The Way Google’s DeepMind System is Revolutionizing Tropical Cyclone Forecasting with Speed

When Tropical Storm Melissa swirled south of Haiti, weather expert Philippe Papin had confidence it was about to grow into a monster hurricane.

Serving as lead forecaster on duty, he forecasted that in a single day the storm would become a category 4 hurricane and begin a turn in the direction of the coast of Jamaica. No forecaster had previously made such a bold prediction for quick intensification.

But, Papin possessed a secret advantage: artificial intelligence in the form of the tech giant’s new DeepMind cyclone prediction system – released for the initial occasion in June.

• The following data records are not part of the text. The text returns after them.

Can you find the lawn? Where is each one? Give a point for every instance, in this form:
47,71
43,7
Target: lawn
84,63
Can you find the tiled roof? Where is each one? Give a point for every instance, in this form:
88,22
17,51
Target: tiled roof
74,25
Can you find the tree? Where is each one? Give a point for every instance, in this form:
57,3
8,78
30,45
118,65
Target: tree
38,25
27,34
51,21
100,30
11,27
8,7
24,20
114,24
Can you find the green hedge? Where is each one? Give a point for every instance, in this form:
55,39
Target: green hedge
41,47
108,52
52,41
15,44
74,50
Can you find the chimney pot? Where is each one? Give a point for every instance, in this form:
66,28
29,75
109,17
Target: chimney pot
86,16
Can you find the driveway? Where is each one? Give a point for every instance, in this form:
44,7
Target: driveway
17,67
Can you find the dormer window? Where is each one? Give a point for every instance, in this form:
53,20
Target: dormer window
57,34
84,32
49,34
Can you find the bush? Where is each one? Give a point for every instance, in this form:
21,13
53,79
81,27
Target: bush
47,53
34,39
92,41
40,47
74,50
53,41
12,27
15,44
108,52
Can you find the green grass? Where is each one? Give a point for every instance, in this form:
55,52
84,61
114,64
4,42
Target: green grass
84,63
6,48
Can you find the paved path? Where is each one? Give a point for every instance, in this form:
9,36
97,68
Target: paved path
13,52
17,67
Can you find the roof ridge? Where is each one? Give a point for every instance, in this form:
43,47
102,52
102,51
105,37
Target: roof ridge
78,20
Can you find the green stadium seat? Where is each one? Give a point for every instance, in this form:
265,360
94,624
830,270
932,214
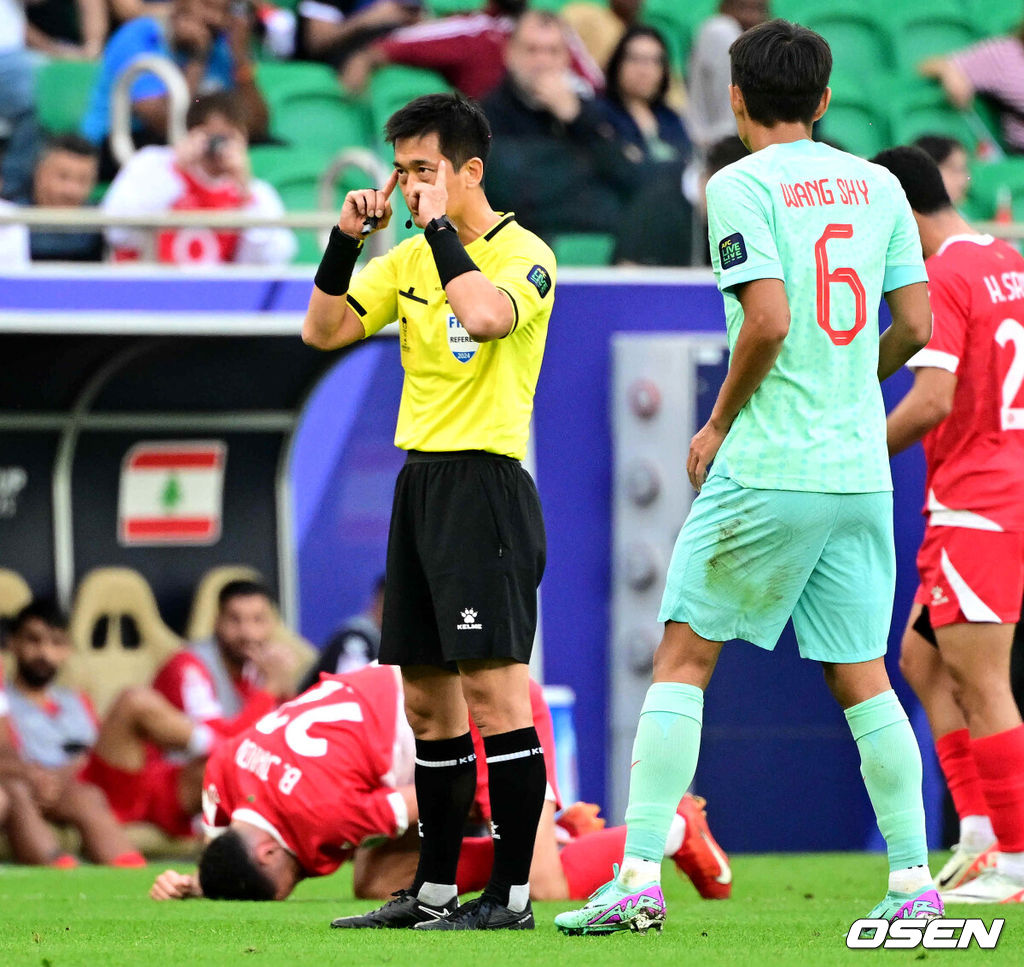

True to the forecast, Melissa did become a storm of astonishing strength that tore through Jamaica.

Growing Dependence on Artificial Intelligence Predictions

Meteorologists are increasingly leaning hard on Google DeepMind. During 25 October, Papin clarified in his official briefing that the AI tool was a primary reason for his confidence: “Approximately 40/50 Google DeepMind simulation runs indicate Melissa reaching a most intense hurricane. While I am not ready to predict that intensity at this time due to path variability, that is still plausible.

“It appears likely that a phase of quick strengthening will occur as the storm drifts over exceptionally hot sea temperatures which represent the highest marine thermal energy in the whole Atlantic basin.”

Surpassing Traditional Systems

The AI model is the pioneer artificial intelligence system focused on tropical cyclones, and now the first to outperform standard meteorological experts at their specialty. Through all tropical systems so far this year, Google’s model is top-performing – surpassing human forecasters on track predictions.

Melissa ultimately struck in Jamaica at maximum intensity, one of the strongest landfalls recorded in nearly two centuries of data collection across the region. Papin’s bold forecast probably provided people in Jamaica extra time to prepare for the catastrophe, possibly saving people and assets.

How The System Works

Google’s model works by identifying trends that traditional time-intensive physics-based prediction systems may miss.

“They do it far faster than their physics-based cousins, and the computing power is less expensive and demanding,” said Michael Lowry, a former forecaster.

“This season’s events has proven in short order is that the recent AI weather models are competitive with and, in some cases, more accurate than the slower physics-based weather models we’ve relied upon,” he added.

Clarifying Machine Learning

It’s important to note, the system is an example of machine learning – a technique that has been used in research fields like meteorology for a long time – and is not creative artificial intelligence like ChatGPT.

AI training takes mounds of data and extracts trends from them in a manner that its model only requires minutes to come up with an answer, and can do so on a desktop computer – in strong contrast to the flagship models that authorities have utilized for decades that can take hours to run and require the largest high-performance systems in the world.

Professional Responses and Future Advances

Nevertheless, the reality that Google’s model could outperform earlier top-tier traditional systems so quickly is truly remarkable to meteorologists who have dedicated their lives trying to forecast the world’s strongest storms.

“I’m impressed,” said James Franklin, a former expert. “The sample is sufficient that it’s pretty clear this is not a case of beginner’s luck.”

Franklin said that while the AI is outperforming all competing systems on forecasting the trajectory of storms worldwide this year, similar to other systems it occasionally gets high-end intensity forecasts wrong. It had difficulty with another storm earlier this year, as it was also undergoing quick strengthening to maximum intensity above the Caribbean.

During the next break, he said he plans to discuss with Google about how it can make the DeepMind output more useful for experts by offering extra under-the-hood data they can use to evaluate the reasons it is producing its conclusions.

“A key concern that nags at me is that while these forecasts seem to be really, really good, the output of the system is essentially a black box,” said Franklin.

Broader Sector Developments

Historically, no a private, for-profit company that has produced a high-performance weather model which allows researchers a peek into its methods – unlike nearly all other models which are provided free to the public in their entirety by the governments that designed and maintain them.

The company is not the only one in starting to use artificial intelligence to address difficult weather forecasting problems. The US and European governments also have their respective AI weather models in the development phase – which have demonstrated improved skill over earlier traditional systems.

Future developments in AI weather forecasts seem to be new firms taking swings at formerly difficult problems such as sub-seasonal outlooks and improved early alerts of severe weather and flash flooding – and they are receiving federal support to pursue this. A particular firm, WindBorne Systems, is even launching its proprietary weather balloons to fill the gaps in the national monitoring system.

Brandon Cruz
Brandon Cruz

Tech enthusiast and writer with a passion for exploring emerging technologies and sharing actionable insights.